This is not unheard of in the world of automotive marketing, but it is not common.
Not only did Nissan reduce the price of its mid-level SV by $1,300, none of the Quest models will cost a buyer more than in 2012 if similarly equipped. The top of the line LE did increase in price by $290.00 but it now comes standard with the Around-View Monitor system that allows the driver to see all sides of the Quest while parking or driving in reverse. Every parent who drives their kids to and from sports knows that this option is no laughing matter. When backing a large vehicle up after a soccer game has let out being able to spot munchkins darting in between the maxi-vans is a very helpful feature. The SL version of the Quest is almost a grand less expensive as well. Nissan is clearly encouraging buyers to look hard at the about $30K models of this van. We could infer that Nissan thinks the Quest does well in that comparison to the market leaders (Toyota Sienna and Honda Odyssey).
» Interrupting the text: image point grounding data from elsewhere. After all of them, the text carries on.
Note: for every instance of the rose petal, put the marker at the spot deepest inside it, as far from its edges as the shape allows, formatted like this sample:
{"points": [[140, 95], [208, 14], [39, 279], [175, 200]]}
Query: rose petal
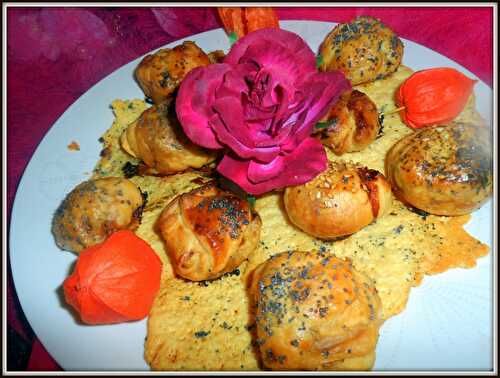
{"points": [[223, 123], [303, 55], [301, 166], [194, 103], [258, 172], [321, 91]]}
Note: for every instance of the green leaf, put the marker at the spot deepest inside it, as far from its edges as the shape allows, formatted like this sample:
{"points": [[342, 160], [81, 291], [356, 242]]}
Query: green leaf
{"points": [[233, 37], [319, 61]]}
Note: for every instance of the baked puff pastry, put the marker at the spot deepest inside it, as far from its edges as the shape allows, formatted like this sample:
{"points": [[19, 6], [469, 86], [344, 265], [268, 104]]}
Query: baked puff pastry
{"points": [[363, 49], [314, 311], [444, 169], [95, 209], [160, 74], [157, 138], [208, 232], [340, 201], [350, 125]]}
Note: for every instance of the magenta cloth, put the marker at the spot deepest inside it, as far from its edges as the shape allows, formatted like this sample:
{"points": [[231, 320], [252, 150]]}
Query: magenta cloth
{"points": [[54, 55]]}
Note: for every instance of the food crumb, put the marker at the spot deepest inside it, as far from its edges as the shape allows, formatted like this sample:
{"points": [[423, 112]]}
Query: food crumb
{"points": [[73, 146]]}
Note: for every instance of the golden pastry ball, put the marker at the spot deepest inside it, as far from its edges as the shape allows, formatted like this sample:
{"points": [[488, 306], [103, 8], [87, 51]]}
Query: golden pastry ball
{"points": [[208, 232], [94, 210], [444, 169], [338, 202], [314, 311], [363, 49]]}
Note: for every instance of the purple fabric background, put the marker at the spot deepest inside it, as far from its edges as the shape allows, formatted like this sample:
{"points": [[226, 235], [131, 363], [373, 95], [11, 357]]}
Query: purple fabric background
{"points": [[54, 55]]}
The 2013 Nissan Quest was refreshed a couple years back and went from being a quirky looking maxi-van to a stylish upscale family mover. There is no bad engine in the Quest. The company’s well reviewed 3.5 liter V6 is the only engine. It is mated to a CVT transmission, but this is a good home for such a pairing (unlike in the Maxima which should have a dual clutch automatic with 6 or 7 speeds). We could list all the features this van has, but everything a buyer would expect is included. The seats all flip, fold, disappear and reappear as if by magic. Nissan does like to highlight that its step in height is a bit lower than competitors. That is how similar these vehicles have become.
Working families can use a break and Nissan’s lower 2013 prices should bring a smile to many faces. 2012 new buyers excluded.